1 Background

According to the March of Dimes Birth Defects Foundation, a birth defect is any functional or structural anomaly, whether inherited or acquired, that presents in infancy or later in life and is induced by events preceding birth. Varying from minor cosmetic irregularities to life-threatening disorders, birth defects are the major cause of infant mortality and a leading cause of disability (Carmona 2005). Neural tube defects (NTDs) are one of the most common forms of birth defects, often occurring between the 3rd and 4th weeks of gestation. They result in structural defects that can occur anywhere along the neuroaxis from the developing brain to the sacrum and often result in the exposure of neural tissue (Frey and Hauser 2003).

Birth defects have a substantial impact on public health in terms of mortality, morbidity, disability, and health care costs. Fortunately, they can often be prevented or their effects minimized with early intervention. Yet the etiology of the vast majority of birth defects, specifically NTDs, is still unknown. Advances in geographical information systems (GIS) technology and risk assessment methods now provide opportunities for people to more easily analyze spatial relationships and disease risk factors to facilitate policy planning and implementation (Wiwanitkit 2008; Canales and Leckie 2007). It can be used to visualize spatial patterns in the geographical distribution of disease, usually for explorative or descriptive purposes, and can provide information for further research. It can also be used to gain important clues about the etiology of a disease (Sankoh et al. 2002).

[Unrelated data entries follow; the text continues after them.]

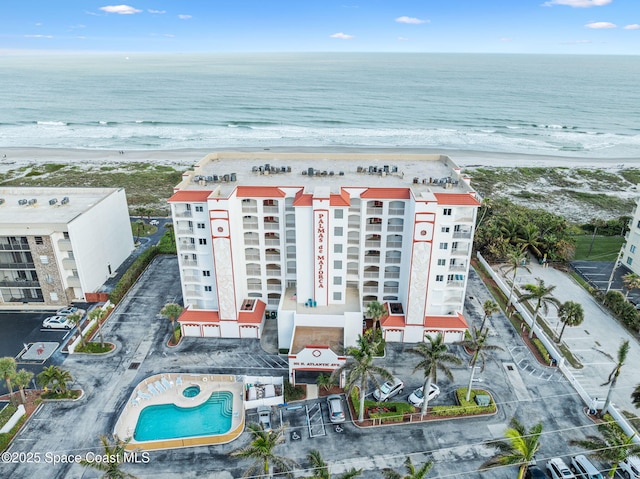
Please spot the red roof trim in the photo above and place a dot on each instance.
(456, 199)
(190, 196)
(387, 193)
(259, 192)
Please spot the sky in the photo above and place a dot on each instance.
(609, 27)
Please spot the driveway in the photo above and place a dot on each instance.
(521, 387)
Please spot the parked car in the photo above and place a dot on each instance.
(57, 322)
(582, 467)
(630, 467)
(388, 390)
(558, 469)
(264, 417)
(69, 310)
(336, 411)
(417, 398)
(534, 472)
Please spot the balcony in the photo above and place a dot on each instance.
(19, 246)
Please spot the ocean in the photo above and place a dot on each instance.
(575, 106)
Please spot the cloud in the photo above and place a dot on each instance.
(342, 36)
(411, 20)
(578, 3)
(120, 9)
(600, 25)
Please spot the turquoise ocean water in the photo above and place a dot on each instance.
(577, 106)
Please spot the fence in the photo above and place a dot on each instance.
(553, 352)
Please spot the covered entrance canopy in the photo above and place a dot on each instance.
(315, 349)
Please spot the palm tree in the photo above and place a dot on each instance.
(171, 311)
(515, 260)
(434, 356)
(98, 314)
(76, 320)
(635, 396)
(519, 448)
(360, 370)
(261, 450)
(7, 370)
(623, 351)
(321, 468)
(489, 307)
(114, 449)
(542, 294)
(631, 281)
(571, 314)
(412, 472)
(476, 341)
(22, 379)
(375, 311)
(615, 446)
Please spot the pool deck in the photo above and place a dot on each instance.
(167, 389)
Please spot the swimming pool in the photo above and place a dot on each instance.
(168, 421)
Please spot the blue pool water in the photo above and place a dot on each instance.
(168, 421)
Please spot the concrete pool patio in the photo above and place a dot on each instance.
(163, 389)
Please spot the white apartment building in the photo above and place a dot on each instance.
(312, 238)
(58, 244)
(631, 249)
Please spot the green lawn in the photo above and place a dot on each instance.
(605, 248)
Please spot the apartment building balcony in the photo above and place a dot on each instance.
(19, 283)
(18, 246)
(17, 265)
(73, 281)
(69, 263)
(64, 245)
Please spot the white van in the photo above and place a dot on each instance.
(582, 467)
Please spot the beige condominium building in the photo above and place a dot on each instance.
(312, 238)
(58, 244)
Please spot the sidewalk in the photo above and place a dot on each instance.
(595, 342)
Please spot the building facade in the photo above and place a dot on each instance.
(56, 244)
(313, 238)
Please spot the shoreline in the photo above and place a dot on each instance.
(14, 157)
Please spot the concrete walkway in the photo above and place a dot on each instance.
(595, 342)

Numerous risk assessment methods of birth defects from simple to complicated ones have been proposed (Wang et al. 2010). Initially an epidemiological measure is often used as a measure of relative risk, and in particular the standardized morbidity ratio. However, disease rates can not be calculated when birth data are missing or no births have occurred in many of the geographical areas. Some methods of mapping relative risk are based on regression models of relative risk and use information about geographical locations and established risk factors. However, spatial epidemiological investigations of NTDs were mostly exploratory, with limited knowledge about the putative risk factors. Moreover, often the primary motivation of the analysis is to identify unknown risk factors of NTDs that may vary by geographical location (Berke 2005). Geostatistical smoothing methods such as Kriging (Carrat and Valleron 1992) have also been applied to interpolating and predicting continuous surfaces of disease risks. But those methods do not involve mechanisms that account for the relevant physical laws, and because they are not based on deductively valid principles they often lead to nonsensical inferences and uninformative maps (Christakos et al. 2002). Some intelligent algorithms such as rough set theory also were used to explore spatial decision rules in NTDs and identify the NTDs risk in villages yet unseen (Bai et al. 2010). Because of the limitation of the algorithms, there were probably undefined cases in the identified result. In addition, the result is only the ordinal data about risk levels. It is therefore important to understand the hypotheses and theory behind alternative methods and their applicability to mapping disease risk before applying these methods in real-world situations.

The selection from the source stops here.